At night, as I try to fall asleep, all of these things clamor for my attention, their voices merging into an angry mob, chanting: YOU ARE NOT ENOUGH!

_____

I think of Jesus, on the cross, kind to the last, forgiving the guy on His right, even as He labored to catch His own breath. I think about His last words, I imagine, uttered quietly, to his Father, to Himself, to all of us:

It is finished.

I hold that idea like an unfamiliar texture in my hand, turning it over and over. It is finished. It is finished. It feels right, but it also feels foreign.

I fight the urge to imagine my own death, but I often picture myself in a casket, makeup poorly done, as my children half-seriously suggest that my tombstone should read, “Here lies our mother. She loved making lists.” There will be jokes at the wake about how I won’t actually be able to rest in peace. Will the carrot peels haunt me in the afterlife? And what about today? Is there peace, is there rest, to be had for the inadequate?

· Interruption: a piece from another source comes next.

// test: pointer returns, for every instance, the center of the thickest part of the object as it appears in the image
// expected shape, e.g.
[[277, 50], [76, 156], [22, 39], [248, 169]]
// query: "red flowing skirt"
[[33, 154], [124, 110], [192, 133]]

I have to believe that He declared it,

for me, for here, for now:

It is finished.

It is enough.

With His last breath, He presented this breathtaking offer to an easier yoke, a lighter burden, a chance to not just rest in peace, but to actually live in peace, everyday.

______

Three years ago, I got sick. Really sick. A bacteria, C. Diff., entirely overran my intestines. For days, I was in intense abdominal pain and had to basically set up camp in the bathroom. It was when I started making labor noises on the toilet that my husband gently suggested it was time to go to the doctor. I limped into the ER for some morphine, and they immediately started the antibiotics once they realized what was going on, all of them urgently gowning up like I had The Plague. For the next two weeks, I couldn’t eat anything and barely got out of bed.

In that time, I literally did nothing. I was often too tired to even watch Netflix. My husband and mom took over caring for my house and children; our church and neighbors brought us meal after meal. I felt like a baby again as my mom brought me cups of water and eventually some applesauce, helping me sit up to eat. It was nearly an entire month before I even opened my calendar to see what day it was, much less to make any kind of to-do list. I would just lie on my bed, trying to be as still as possible because movement meant pain, and it was in that stillness that I thought about “the birds of the air.”

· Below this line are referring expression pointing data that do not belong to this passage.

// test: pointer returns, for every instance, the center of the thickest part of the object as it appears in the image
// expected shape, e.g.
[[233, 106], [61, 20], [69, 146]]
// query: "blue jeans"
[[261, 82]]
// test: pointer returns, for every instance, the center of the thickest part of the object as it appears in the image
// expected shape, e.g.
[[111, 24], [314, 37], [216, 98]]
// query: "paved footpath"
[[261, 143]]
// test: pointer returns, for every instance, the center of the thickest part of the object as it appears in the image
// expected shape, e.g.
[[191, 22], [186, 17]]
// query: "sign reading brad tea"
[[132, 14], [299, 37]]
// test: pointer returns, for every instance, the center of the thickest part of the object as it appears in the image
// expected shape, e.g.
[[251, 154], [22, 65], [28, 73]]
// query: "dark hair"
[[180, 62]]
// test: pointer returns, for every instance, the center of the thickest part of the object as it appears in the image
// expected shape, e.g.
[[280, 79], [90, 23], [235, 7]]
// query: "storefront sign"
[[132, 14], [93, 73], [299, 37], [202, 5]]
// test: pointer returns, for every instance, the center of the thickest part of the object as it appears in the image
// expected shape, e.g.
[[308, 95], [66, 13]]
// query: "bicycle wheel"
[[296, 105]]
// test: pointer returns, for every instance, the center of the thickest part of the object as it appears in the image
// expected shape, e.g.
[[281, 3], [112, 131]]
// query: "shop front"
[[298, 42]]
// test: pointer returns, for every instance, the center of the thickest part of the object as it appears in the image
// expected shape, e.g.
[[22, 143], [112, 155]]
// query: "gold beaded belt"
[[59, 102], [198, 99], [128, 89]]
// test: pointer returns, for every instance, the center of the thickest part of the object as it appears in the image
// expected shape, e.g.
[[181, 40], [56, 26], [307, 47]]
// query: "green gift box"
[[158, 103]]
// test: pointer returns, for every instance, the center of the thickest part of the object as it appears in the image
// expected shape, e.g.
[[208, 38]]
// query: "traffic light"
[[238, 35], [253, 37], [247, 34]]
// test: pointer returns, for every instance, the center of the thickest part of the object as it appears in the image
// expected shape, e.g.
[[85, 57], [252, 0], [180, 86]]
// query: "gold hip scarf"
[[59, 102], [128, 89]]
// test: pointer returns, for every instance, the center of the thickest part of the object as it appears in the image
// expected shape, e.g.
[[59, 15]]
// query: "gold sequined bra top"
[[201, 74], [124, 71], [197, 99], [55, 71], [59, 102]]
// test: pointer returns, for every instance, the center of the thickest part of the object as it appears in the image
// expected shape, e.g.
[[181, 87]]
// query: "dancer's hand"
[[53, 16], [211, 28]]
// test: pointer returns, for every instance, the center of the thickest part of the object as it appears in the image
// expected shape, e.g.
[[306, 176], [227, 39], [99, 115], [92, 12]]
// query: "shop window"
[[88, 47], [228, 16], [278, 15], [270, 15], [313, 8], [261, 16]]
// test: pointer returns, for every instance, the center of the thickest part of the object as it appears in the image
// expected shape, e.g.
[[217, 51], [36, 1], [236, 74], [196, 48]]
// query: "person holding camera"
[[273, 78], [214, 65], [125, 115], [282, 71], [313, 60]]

Jesus tells us about them; he encourages us to consider these birds, who neither plant fields nor harvest crops nor stockpile food up in barns. They actually do very little, yet Jesus tells us that God sees them and cares for their needs. I pictured myself there in my bed, a bird with broken wings, and for weeks, I neither cooked nor made grocery lists nor did laundry nor scrubbed even one carrot peel off my floor. And it turned out to be true. Through others, God saw me and met my needs. I had enough.

_____

Months after walking through the Valley of the Shadow of C-Diff, I was back at it, handing out snacks and doing the dishes and sweeping the floors. And years later, there are still moments when it all feels like too much, when my failures course through my brain, over and over, like a scrolling marquee, when each rapid heartbeat screams at me to HUSTLE! But in those moments, I am learning to look outside myself, to seek out The God of The Birds of the Air.

I am reminded of this God in the everyday as I care for my own children. Recently, my toddler, from the bottom of his heart, has bought into the belief that he can buckle his own car seat. He yells at all of us: I DO IT MYSELF! On my better days, I give him a couple of minutes to try. He screeches in frustration as he narrowly misses pinching his fingers, trying time and time again to line up the buckle with its intended slot. But his dexterity is literally inadequate for completing the task.

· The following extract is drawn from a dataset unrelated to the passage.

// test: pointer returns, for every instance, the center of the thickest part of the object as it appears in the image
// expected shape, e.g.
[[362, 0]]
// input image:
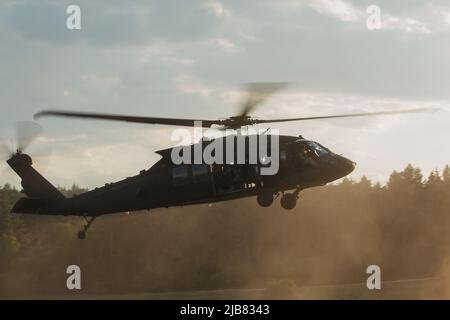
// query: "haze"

I do not believe that God is sighing and impatiently tapping His foot when I fail. I do not believe that He is ripping the car seat buckles out of my hands after so many failed attempts. Instead, I see His hands gently over mine, guiding the buckles in, smiling, “See? That’s how! You just needed my help.” I remember that God sees me. He knows what I need and what I need to do. He is meeting my needs; He is eagerly offering help beyond measure, and I am learning that that is enough.